An apparent break-in sends a middle-class family into a spiral in Ronny Trocker’s exacting drama.
It starts with a break-in – or does it? After a French-German family travels to their vacation home, wife Nina (Sabine Timoteo) swears she saw men dash through her home and then disappear, although they curiously didn’t take anything.
Son Max (Wanja Valentin Kube) was upstairs, preparing to clean his pet rat Zorro’s cage; daughter Emma (Jule Hermann) was out partying with her friend; husband Jan (Mark Waschke), who was right outside on a work call, heard a shriek coming from the house but only paused for a moment before continuing when it appeared that all was well. The only thing that’s in evident disorder is a missing Zorro, whose cage was knocked over amid the chaos and now lays on the ground, empty.
Ronny Trocker’s Human Factors is a portrait of a family in quiet crisis, structured around the aforementioned home invasion, and how this short-lived experience illuminates the household at the centre of it. Less about how the family is affected by the incident, the film focuses more on the intimate details in their immediate reactions, the seemingly unrelated fallout, and the days leading up to it, using the break-in as an anchor point to expose the fractures that were already there.
Jan and Nina run a successful ad agency in Germany, whose acquisition of a political client forces Jan and Nina at odds. Though the couple had always maintained to one another that they would never allow their company to get involved in politics, Jan went behind Nina’s back to do so. Meanwhile, Emma has been truant at school, and Max is nervously preparing for his school’s upcoming concert.
In order to break from these mounting tensions that surround them, Jan and Nina take themselves and their kids to their vacation home for the weekend. But the potential for a blissful time away is shattered by the bewildering break-in, as the film depicts the alleged crime first through Jan’s eyes, then rewinds time twice to show it through Max’s and then Emma’s – the latter of whom wasn’t even there for it.
A film that requires a lot of patience for an extremely measured pay-off, Human Factors is an interesting exercise in luxuriating in tension, but never building to that which relieves it.
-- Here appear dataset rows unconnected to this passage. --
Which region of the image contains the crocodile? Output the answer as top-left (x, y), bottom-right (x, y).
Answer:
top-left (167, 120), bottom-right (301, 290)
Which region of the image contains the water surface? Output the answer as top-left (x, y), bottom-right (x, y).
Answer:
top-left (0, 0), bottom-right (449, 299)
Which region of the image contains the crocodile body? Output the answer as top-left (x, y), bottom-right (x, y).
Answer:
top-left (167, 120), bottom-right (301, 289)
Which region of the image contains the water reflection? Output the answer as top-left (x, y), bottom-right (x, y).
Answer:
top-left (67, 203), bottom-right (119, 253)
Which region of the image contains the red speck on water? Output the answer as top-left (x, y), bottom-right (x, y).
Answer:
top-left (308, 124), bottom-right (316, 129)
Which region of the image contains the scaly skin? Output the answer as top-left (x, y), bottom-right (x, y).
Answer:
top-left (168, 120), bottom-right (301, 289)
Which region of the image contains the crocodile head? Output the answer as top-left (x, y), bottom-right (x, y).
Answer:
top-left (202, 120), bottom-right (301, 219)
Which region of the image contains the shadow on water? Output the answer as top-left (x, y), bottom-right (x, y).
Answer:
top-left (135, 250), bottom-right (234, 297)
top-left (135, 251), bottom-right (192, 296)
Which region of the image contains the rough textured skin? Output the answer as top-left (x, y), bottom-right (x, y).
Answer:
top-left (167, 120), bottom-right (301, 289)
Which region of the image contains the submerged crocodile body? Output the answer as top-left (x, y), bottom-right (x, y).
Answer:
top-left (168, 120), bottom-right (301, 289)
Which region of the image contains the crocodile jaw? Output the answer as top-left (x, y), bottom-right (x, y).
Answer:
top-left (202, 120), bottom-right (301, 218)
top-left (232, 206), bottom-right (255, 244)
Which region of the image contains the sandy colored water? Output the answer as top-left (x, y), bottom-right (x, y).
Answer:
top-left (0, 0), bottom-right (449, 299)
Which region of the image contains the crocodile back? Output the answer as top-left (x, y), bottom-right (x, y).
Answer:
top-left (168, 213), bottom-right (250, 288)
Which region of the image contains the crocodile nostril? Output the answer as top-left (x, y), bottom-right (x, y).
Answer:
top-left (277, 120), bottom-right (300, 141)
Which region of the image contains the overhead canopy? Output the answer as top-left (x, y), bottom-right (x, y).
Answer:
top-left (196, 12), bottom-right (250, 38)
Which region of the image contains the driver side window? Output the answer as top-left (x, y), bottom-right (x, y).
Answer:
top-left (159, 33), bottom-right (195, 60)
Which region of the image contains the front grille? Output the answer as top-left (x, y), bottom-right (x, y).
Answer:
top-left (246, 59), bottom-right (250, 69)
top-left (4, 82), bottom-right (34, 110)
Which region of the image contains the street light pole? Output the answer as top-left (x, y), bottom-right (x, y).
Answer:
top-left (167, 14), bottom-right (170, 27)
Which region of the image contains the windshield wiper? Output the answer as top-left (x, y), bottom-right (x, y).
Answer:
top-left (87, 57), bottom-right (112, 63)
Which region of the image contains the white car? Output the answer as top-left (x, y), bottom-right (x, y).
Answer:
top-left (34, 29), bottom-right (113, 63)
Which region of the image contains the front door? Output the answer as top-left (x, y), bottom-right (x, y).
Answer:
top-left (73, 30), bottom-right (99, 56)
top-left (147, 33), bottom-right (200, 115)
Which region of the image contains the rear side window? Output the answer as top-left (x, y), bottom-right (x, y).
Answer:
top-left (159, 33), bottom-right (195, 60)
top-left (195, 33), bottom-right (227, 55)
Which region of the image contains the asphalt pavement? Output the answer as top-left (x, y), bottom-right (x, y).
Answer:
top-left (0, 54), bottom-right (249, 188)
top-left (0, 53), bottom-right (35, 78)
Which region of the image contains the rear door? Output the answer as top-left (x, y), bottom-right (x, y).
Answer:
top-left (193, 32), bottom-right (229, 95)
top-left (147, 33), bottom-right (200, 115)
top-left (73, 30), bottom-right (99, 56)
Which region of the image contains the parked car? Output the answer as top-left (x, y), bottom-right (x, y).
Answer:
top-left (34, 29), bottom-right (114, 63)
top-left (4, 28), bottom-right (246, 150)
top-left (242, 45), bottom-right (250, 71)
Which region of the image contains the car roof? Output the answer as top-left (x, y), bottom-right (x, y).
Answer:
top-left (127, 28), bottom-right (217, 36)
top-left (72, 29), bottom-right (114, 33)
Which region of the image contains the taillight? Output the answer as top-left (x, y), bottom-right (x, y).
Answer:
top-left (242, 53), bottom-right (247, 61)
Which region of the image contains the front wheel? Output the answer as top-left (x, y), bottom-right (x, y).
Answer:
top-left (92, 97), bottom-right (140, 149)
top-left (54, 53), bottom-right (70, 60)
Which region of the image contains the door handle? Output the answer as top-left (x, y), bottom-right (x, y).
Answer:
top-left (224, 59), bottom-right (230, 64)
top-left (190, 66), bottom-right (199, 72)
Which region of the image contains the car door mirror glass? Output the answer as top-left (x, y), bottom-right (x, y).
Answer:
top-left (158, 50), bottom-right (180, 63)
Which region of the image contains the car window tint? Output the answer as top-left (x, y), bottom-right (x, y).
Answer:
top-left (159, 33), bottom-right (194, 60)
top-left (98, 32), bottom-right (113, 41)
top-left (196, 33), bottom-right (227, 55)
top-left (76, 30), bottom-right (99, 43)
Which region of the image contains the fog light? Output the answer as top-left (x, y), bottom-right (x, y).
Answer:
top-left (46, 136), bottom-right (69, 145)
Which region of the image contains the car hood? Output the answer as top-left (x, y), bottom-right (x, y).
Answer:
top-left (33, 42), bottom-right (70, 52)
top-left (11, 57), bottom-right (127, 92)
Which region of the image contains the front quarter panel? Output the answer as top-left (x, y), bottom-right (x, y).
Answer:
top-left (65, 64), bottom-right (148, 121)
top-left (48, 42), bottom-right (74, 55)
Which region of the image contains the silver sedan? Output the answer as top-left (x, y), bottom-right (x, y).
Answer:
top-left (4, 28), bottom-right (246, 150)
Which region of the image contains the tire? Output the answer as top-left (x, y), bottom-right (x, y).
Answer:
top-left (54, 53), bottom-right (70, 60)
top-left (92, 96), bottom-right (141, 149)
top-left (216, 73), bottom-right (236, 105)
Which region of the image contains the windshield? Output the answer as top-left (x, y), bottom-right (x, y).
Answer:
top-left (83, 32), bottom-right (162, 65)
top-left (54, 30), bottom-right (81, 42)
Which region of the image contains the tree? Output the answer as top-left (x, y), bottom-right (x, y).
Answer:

On the contrary, the film ends on a note that suggests the family’s strife has only just begun; the difficult road that lies ahead of them is something the audience will never bear witness to.
The promise of a nicer, bigger apartment for Nina, Max and Emma reveals that Jan will not be joining them; the arrival of Nina’s brother Flo (Daniel Séjournéand) and his partner, visiting for support soon after the incident, exposes Jan’s simmering homophobia; Emma is missing school and lies to her father about partying the night of the break-in; Max becomes withdrawn following Zorro’s disappearance.
And underscoring the entire narrative is a throughline of unresolved xenophobia, of unwanted outside visitors causing disturbance rather than it coming from within. Human Factors is a brutally tense yet restrained look at the unspoken ruptures within idealised upper-middle-class life, and how the littlest details give way to breaches that don’t need to be reached through an all-consuming calamity.